I find it interesting that Mary has become associated with football. At the end of close games, quarterbacks launch “Hail Mary” passes to the end zones in hopes of a miraculous catch, each successful one becoming an analog of Franco’s Immaculate Reception. But few of those miraculous catches carry their meaning beyond the fandom of a particular team. Franco’s catch seems to transcend all; it belongs to city, region, era, and league. It was the birth of a championship team. The Christmas Eve memorial game gives evidence of that. I don’t recall the league memorializing a single historical play with a special televised game. And that it comes on Christmas Eve…
Think about it for a moment. Mary, whose conception was deemed immaculate gave birth in a humble setting in what has become as enduring an event as humans have recorded in art, architecture, and culture. That moment is memorialized every year throughout the world. The celebration of that “miraculous” catch is primarily an American matter, but even international visitors who land at the airport can’t help but notice the statue of Franco.

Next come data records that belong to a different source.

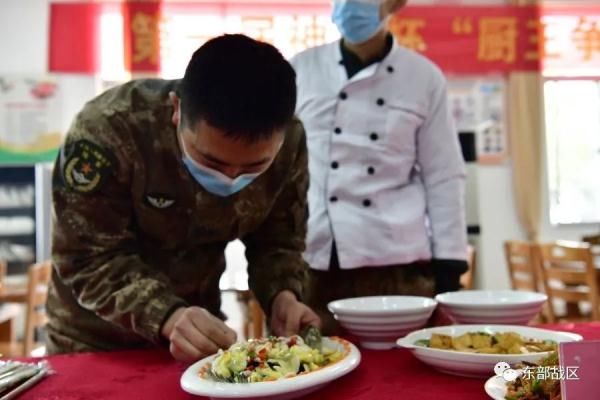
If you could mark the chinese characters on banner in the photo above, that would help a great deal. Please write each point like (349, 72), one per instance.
(141, 21)
(461, 40)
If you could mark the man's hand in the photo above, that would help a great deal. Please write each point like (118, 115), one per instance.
(195, 333)
(288, 315)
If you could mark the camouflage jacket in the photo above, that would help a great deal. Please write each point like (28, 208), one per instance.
(135, 236)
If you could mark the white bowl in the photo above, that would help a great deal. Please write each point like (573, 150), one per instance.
(377, 321)
(474, 364)
(491, 306)
(282, 389)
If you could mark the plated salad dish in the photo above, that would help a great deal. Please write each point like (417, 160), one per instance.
(269, 359)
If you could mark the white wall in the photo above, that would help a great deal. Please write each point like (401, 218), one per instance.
(24, 33)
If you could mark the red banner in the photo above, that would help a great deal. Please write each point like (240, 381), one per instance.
(74, 38)
(562, 41)
(472, 39)
(142, 36)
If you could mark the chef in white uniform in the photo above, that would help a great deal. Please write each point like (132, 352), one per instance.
(386, 196)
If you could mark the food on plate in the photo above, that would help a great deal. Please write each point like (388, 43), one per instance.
(270, 359)
(487, 343)
(531, 385)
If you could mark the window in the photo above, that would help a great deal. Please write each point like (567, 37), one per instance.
(573, 150)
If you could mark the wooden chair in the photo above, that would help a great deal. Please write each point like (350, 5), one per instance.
(467, 280)
(38, 278)
(592, 239)
(568, 273)
(521, 258)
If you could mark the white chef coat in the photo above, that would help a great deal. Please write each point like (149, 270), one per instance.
(386, 170)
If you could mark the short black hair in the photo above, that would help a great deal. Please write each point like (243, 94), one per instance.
(239, 85)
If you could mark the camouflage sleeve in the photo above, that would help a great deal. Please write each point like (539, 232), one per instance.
(94, 242)
(274, 251)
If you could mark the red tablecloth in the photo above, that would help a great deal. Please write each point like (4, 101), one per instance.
(152, 374)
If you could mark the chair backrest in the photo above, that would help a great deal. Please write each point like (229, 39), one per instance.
(569, 274)
(521, 258)
(37, 291)
(467, 280)
(592, 239)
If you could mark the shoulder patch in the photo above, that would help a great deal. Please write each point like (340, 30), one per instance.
(87, 166)
(159, 201)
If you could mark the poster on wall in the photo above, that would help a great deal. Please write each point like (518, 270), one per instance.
(30, 119)
(478, 105)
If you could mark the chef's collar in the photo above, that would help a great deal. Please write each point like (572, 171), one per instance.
(354, 64)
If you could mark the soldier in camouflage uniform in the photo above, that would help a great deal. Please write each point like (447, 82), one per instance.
(153, 181)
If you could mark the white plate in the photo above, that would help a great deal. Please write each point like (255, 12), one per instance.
(508, 307)
(496, 388)
(490, 299)
(473, 364)
(377, 321)
(382, 306)
(289, 388)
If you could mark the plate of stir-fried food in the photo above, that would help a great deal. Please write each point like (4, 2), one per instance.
(474, 350)
(274, 366)
(527, 386)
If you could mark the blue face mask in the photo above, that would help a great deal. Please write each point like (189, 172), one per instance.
(357, 21)
(215, 181)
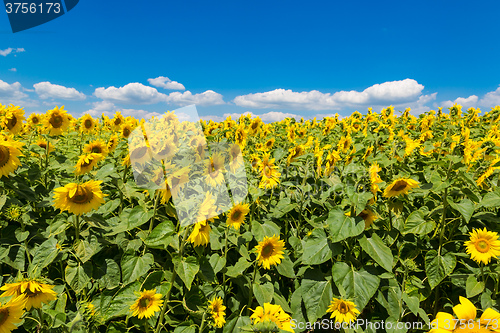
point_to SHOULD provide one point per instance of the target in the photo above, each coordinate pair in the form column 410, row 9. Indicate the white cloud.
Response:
column 132, row 93
column 10, row 50
column 469, row 102
column 48, row 90
column 166, row 83
column 11, row 91
column 491, row 99
column 208, row 97
column 393, row 92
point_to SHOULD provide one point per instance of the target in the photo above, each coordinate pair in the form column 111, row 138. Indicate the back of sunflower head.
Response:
column 203, row 176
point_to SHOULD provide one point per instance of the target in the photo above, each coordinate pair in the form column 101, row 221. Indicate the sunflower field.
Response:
column 381, row 222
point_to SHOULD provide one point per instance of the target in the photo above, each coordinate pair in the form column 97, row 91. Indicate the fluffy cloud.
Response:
column 10, row 50
column 132, row 93
column 469, row 102
column 165, row 83
column 208, row 97
column 491, row 99
column 48, row 90
column 393, row 92
column 11, row 92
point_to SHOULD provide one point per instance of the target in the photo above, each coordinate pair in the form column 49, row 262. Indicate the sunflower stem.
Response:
column 171, row 283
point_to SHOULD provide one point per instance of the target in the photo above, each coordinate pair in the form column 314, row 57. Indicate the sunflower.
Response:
column 215, row 168
column 88, row 124
column 79, row 198
column 236, row 217
column 217, row 309
column 466, row 313
column 97, row 146
column 295, row 152
column 483, row 245
column 342, row 310
column 87, row 162
column 270, row 251
column 112, row 143
column 272, row 313
column 125, row 130
column 400, row 186
column 11, row 313
column 9, row 151
column 13, row 119
column 34, row 291
column 148, row 302
column 56, row 121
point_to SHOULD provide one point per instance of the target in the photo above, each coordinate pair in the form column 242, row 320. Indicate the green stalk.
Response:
column 171, row 282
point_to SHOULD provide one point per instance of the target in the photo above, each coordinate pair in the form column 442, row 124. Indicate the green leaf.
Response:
column 44, row 255
column 358, row 285
column 437, row 267
column 376, row 249
column 134, row 266
column 465, row 207
column 77, row 275
column 85, row 249
column 264, row 292
column 473, row 287
column 317, row 295
column 342, row 226
column 160, row 235
column 238, row 268
column 186, row 269
column 316, row 249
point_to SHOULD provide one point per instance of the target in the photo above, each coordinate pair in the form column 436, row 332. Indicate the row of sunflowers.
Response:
column 379, row 217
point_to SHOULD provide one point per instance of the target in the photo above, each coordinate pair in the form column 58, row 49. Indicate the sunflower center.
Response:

Franco, the great teams he had in support, and that catch have become indicative of American sports legend. But I prefer to remember him as a public figure with genuine patience in a fast-paced world. Yes, the statue and Hall of Fame bust memorialize him; the repeated showing of that catch does so, also. And the fiftieth anniversary game will capture the memory for a new generation of fans and athletes as older fans watch in nostalgia. But I prefer to remember Franco as one posing for a picture with a little girl, speaking to young football players at a banquet in a small town, and stopping to talk during chance meetings with my children in their adulthood as though no other matters weighed on his schedule. When Franco was with people, he was truly with them, attentive and kind, patient always with fans who associated their lives with his team, that catch, and the subsequent years of football dominance.
And while it’s inevitable that Franco’s catch and life will probably not endure as long as Mary’s immaculate birth and her eventual delivering a baby in a stable, both his catch and life will last as long as people play American football, go to Canton’s Hall of Fame, or pass though Pittsburgh’s airport. To have a moment in one’s life depicted in a statue placed next to George Washington’s statue reveals the honor afforded to Franco by the people of Pittsburgh. Would that any one of us could be so honored for a momentary accomplishment and an excellent career, or for a life marked by patience for others.
The most appropriate memorial to Franco is for each of us to freeze the moment of every encounter, to be with the person next to us as though there is nothing more important or pressing. Make every encounter a Franco encounter.